Isso começou quando o médico inglês Andrew Wakefield publicou uma pesquisa com poucas crianças em que ele diz que a vacinação poderia levar a casos de autismo. Algum tempo depois, o artigo foi retirado e sua licença médica foi cassada. Mas infelizmente a história caiu na mídia e tivemos um efeito negativo. Há grupos de pais que não querem vacinar seus filhos. Isso levou a epidemias de sarampo, doença que já estava controlada. O problema maior foi mesmo na Inglaterra. As taxas de vacinação caíram bastante por lá, o que afetou muita gente. Essa história é triste, porque se baseia em uma informação completamente falsa. Até hoje tentamos conversar e conscientizar mães e pais. Mas ainda existem grupos que se recusam a levar seus filhos para a vacinação.

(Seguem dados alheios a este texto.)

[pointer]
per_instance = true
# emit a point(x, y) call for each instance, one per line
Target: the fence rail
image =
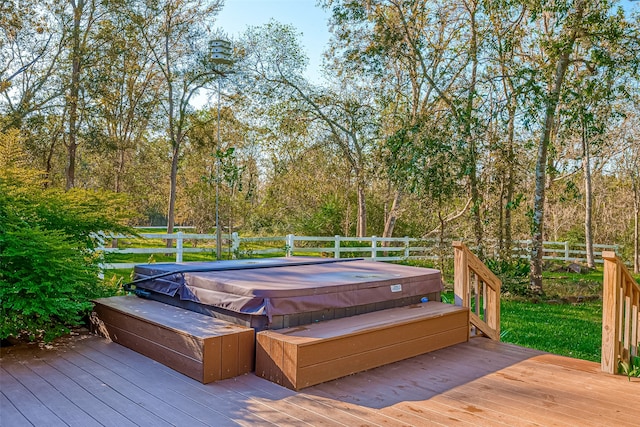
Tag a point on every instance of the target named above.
point(373, 248)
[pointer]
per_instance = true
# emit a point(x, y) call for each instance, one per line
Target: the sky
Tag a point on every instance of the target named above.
point(309, 19)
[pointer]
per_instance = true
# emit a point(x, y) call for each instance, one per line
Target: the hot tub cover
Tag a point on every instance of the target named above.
point(281, 286)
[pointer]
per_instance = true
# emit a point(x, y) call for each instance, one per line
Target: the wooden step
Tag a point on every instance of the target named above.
point(312, 354)
point(202, 347)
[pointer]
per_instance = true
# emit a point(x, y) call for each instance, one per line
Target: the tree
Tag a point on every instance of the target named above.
point(48, 270)
point(344, 113)
point(176, 35)
point(567, 32)
point(433, 70)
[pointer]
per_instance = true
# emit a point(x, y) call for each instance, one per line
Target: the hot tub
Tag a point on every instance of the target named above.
point(276, 293)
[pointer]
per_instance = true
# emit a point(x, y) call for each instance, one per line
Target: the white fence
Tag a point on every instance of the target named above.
point(373, 248)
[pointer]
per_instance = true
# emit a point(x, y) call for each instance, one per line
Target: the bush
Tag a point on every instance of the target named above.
point(48, 271)
point(514, 275)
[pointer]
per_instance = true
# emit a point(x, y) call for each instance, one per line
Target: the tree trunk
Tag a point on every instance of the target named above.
point(586, 166)
point(508, 239)
point(551, 103)
point(74, 92)
point(471, 144)
point(393, 216)
point(173, 180)
point(636, 226)
point(362, 210)
point(537, 221)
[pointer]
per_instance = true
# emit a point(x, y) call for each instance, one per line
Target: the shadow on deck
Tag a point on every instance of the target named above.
point(482, 382)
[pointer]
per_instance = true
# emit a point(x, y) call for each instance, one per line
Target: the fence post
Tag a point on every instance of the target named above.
point(289, 242)
point(406, 247)
point(374, 245)
point(179, 246)
point(235, 244)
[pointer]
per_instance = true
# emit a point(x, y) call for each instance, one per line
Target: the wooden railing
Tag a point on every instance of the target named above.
point(476, 287)
point(620, 320)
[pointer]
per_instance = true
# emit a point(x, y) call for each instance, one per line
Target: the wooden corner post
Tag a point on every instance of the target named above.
point(460, 275)
point(610, 313)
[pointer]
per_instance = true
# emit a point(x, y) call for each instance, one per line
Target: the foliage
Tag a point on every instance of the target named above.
point(48, 272)
point(514, 275)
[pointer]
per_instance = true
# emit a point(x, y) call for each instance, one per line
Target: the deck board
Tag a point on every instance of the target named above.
point(96, 382)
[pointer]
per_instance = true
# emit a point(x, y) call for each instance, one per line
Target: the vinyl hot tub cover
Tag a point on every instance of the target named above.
point(283, 286)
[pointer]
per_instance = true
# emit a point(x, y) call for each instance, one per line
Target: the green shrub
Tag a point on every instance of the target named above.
point(514, 275)
point(48, 271)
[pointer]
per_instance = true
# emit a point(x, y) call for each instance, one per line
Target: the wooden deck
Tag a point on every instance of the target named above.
point(94, 382)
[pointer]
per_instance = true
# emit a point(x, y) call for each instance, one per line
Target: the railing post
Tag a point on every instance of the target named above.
point(610, 313)
point(406, 247)
point(235, 244)
point(289, 242)
point(179, 246)
point(374, 246)
point(460, 275)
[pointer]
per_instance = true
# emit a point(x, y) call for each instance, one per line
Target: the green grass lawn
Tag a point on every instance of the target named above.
point(573, 330)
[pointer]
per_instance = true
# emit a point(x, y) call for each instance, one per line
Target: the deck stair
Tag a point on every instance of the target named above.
point(202, 347)
point(308, 355)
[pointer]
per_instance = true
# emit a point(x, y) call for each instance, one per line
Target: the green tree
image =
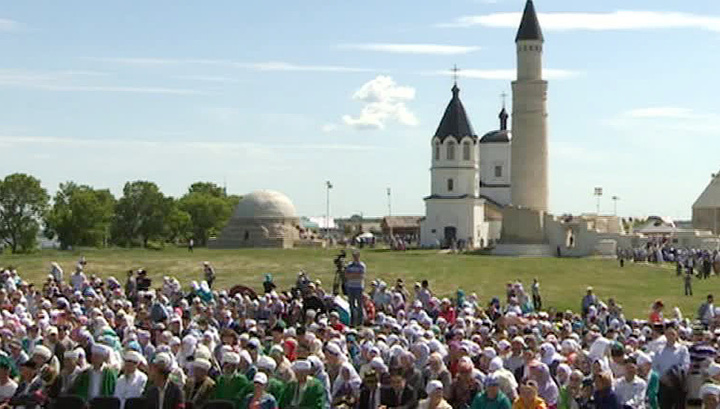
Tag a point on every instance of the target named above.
point(140, 214)
point(80, 216)
point(23, 203)
point(209, 210)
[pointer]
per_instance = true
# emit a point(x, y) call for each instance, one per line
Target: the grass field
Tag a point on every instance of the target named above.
point(562, 281)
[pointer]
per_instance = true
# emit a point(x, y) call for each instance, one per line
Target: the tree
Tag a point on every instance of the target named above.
point(23, 203)
point(209, 209)
point(80, 216)
point(140, 214)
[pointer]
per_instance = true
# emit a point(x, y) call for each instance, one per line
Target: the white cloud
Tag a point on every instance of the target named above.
point(215, 146)
point(506, 74)
point(384, 101)
point(616, 20)
point(327, 128)
point(254, 66)
point(75, 81)
point(666, 112)
point(207, 78)
point(436, 49)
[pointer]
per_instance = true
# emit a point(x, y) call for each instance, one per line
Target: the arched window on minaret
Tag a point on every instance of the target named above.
point(451, 150)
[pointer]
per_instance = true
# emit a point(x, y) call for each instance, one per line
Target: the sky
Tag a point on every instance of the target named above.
point(287, 95)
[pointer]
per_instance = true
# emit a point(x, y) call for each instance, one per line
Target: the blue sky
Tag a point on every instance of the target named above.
point(285, 95)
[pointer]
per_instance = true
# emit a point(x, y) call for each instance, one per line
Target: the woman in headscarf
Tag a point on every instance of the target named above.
point(346, 388)
point(436, 370)
point(547, 389)
point(506, 379)
point(318, 372)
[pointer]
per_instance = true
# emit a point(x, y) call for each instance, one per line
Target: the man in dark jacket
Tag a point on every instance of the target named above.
point(398, 394)
point(161, 393)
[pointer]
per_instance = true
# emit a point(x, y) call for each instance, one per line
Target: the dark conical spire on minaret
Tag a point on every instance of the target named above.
point(503, 119)
point(455, 122)
point(529, 26)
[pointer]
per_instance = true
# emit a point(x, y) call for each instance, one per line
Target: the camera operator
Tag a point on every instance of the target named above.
point(339, 282)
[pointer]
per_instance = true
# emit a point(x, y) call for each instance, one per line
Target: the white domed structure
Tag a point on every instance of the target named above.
point(264, 204)
point(264, 218)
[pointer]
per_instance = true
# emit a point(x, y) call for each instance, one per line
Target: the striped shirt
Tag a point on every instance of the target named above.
point(355, 275)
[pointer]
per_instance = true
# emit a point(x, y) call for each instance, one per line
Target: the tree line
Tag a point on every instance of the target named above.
point(80, 215)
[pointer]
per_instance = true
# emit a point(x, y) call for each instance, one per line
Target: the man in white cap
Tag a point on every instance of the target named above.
point(267, 366)
point(131, 383)
point(69, 372)
point(305, 392)
point(231, 384)
point(163, 393)
point(99, 379)
point(710, 395)
point(200, 387)
point(259, 397)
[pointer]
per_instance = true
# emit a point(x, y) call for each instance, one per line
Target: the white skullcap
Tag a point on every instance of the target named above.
point(302, 365)
point(709, 389)
point(267, 363)
point(72, 354)
point(713, 370)
point(260, 378)
point(433, 386)
point(489, 353)
point(163, 359)
point(245, 356)
point(42, 351)
point(133, 356)
point(642, 358)
point(231, 358)
point(202, 364)
point(101, 350)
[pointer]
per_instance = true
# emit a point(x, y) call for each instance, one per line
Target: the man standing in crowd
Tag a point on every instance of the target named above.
point(354, 286)
point(672, 364)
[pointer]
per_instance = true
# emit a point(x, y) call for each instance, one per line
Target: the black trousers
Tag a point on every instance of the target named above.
point(671, 397)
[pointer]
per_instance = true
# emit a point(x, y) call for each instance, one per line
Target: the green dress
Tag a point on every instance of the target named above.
point(313, 398)
point(107, 383)
point(481, 401)
point(652, 389)
point(231, 387)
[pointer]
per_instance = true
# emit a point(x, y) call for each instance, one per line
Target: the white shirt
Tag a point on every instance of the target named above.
point(631, 393)
point(671, 355)
point(131, 386)
point(95, 383)
point(8, 390)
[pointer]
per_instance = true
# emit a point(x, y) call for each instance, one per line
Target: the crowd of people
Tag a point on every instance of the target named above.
point(140, 345)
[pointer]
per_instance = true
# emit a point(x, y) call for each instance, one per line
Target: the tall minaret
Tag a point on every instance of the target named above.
point(529, 164)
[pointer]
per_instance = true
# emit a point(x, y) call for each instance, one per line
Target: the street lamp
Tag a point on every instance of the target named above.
point(598, 194)
point(328, 186)
point(615, 199)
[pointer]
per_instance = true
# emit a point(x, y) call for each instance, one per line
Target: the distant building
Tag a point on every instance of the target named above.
point(401, 225)
point(706, 209)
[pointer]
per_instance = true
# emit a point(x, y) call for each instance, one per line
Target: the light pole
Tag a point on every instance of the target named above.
point(328, 186)
point(598, 194)
point(615, 199)
point(389, 191)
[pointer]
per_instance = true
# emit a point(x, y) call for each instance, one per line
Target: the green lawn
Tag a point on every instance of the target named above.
point(562, 281)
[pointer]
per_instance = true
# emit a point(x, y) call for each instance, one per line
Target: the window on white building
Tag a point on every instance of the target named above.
point(451, 151)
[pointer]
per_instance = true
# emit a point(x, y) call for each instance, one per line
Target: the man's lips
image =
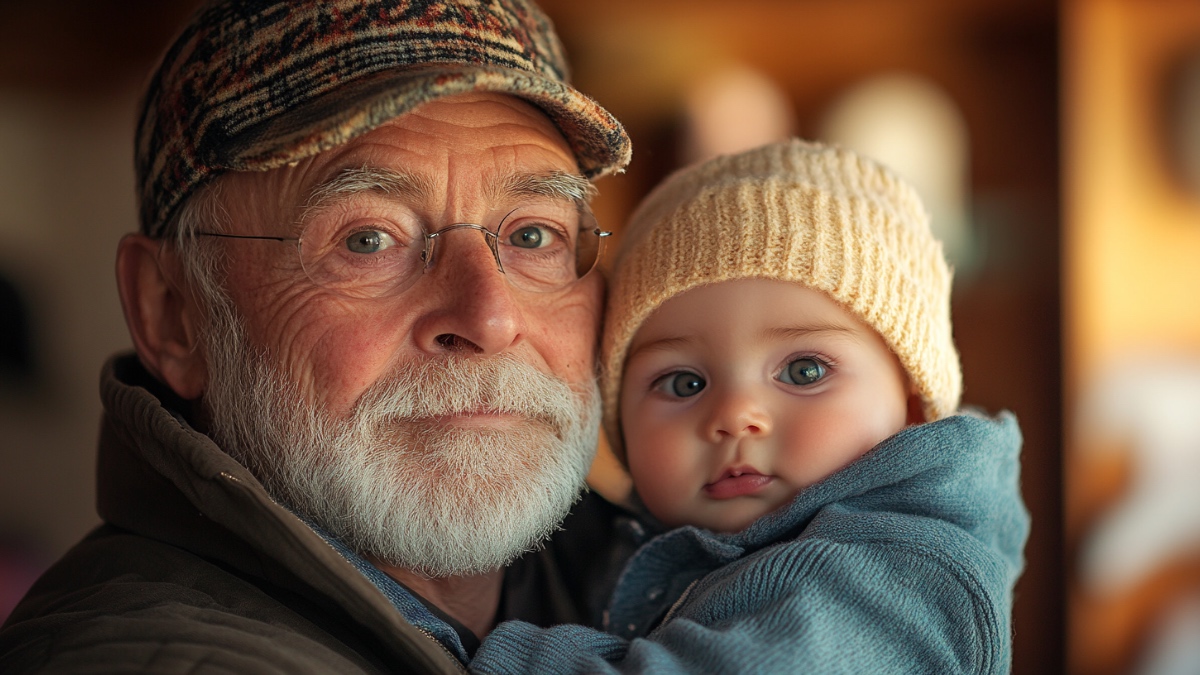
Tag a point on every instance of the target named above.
point(737, 483)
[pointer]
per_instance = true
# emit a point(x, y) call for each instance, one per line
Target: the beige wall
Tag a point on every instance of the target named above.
point(1131, 282)
point(66, 189)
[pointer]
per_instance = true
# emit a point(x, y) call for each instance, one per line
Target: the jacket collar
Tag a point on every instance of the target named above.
point(160, 478)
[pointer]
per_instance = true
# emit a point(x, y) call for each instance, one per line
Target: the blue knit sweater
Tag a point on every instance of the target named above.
point(901, 562)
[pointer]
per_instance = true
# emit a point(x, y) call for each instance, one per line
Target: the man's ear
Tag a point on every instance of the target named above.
point(162, 316)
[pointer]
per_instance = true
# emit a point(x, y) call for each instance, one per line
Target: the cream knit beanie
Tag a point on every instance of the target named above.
point(817, 215)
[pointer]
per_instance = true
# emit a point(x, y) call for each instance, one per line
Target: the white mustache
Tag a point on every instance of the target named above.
point(456, 384)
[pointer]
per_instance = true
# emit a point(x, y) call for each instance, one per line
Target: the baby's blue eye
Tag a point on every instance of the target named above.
point(803, 371)
point(682, 384)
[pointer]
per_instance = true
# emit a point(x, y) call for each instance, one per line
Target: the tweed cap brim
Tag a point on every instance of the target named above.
point(257, 84)
point(598, 141)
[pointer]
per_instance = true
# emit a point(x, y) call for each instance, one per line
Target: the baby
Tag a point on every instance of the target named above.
point(780, 378)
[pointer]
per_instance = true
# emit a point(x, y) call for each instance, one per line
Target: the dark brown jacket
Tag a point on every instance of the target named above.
point(197, 569)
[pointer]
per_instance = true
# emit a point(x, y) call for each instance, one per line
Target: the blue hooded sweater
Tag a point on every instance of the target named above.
point(901, 562)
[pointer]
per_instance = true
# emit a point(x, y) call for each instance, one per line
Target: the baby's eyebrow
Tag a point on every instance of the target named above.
point(663, 344)
point(808, 330)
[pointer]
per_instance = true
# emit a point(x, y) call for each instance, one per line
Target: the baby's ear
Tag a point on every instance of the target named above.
point(916, 407)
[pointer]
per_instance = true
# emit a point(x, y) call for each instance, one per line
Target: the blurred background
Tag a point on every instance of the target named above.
point(1056, 144)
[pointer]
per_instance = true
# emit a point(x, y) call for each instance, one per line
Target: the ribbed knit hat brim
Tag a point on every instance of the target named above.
point(796, 211)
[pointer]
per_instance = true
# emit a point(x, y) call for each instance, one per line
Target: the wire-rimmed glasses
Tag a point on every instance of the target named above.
point(541, 246)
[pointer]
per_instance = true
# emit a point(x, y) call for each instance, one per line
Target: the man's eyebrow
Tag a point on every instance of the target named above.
point(555, 184)
point(358, 180)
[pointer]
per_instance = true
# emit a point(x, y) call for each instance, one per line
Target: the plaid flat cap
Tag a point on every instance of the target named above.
point(256, 84)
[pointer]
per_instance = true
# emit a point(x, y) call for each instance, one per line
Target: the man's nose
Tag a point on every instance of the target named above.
point(737, 412)
point(467, 303)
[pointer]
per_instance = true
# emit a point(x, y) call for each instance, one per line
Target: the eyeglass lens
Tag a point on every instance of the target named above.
point(541, 246)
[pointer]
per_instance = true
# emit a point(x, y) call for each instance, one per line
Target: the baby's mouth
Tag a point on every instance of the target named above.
point(737, 482)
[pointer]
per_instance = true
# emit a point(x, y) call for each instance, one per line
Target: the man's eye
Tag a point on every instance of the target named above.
point(803, 371)
point(682, 384)
point(531, 237)
point(370, 242)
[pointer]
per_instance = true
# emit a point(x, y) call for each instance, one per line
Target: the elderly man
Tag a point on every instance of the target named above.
point(365, 327)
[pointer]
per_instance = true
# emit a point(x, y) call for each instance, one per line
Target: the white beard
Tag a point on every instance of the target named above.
point(393, 482)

Por que é fundamental imunizar um grande número de pessoas?
Nós chamamos isso de imunidade de grupo. Em alguns casos, é muito importante vacinar mais de 90% ou 95% da população. Ao vacinar uma criança, você não está apenas protegendo o seu filho, mas todas os pequenos da vizinhança e da escola que não puderam se vacinar. Isso diminui e previne doenças. Quanto mais pessoas da comunidade se imunizarem, mais protegidas estarão as pessoas.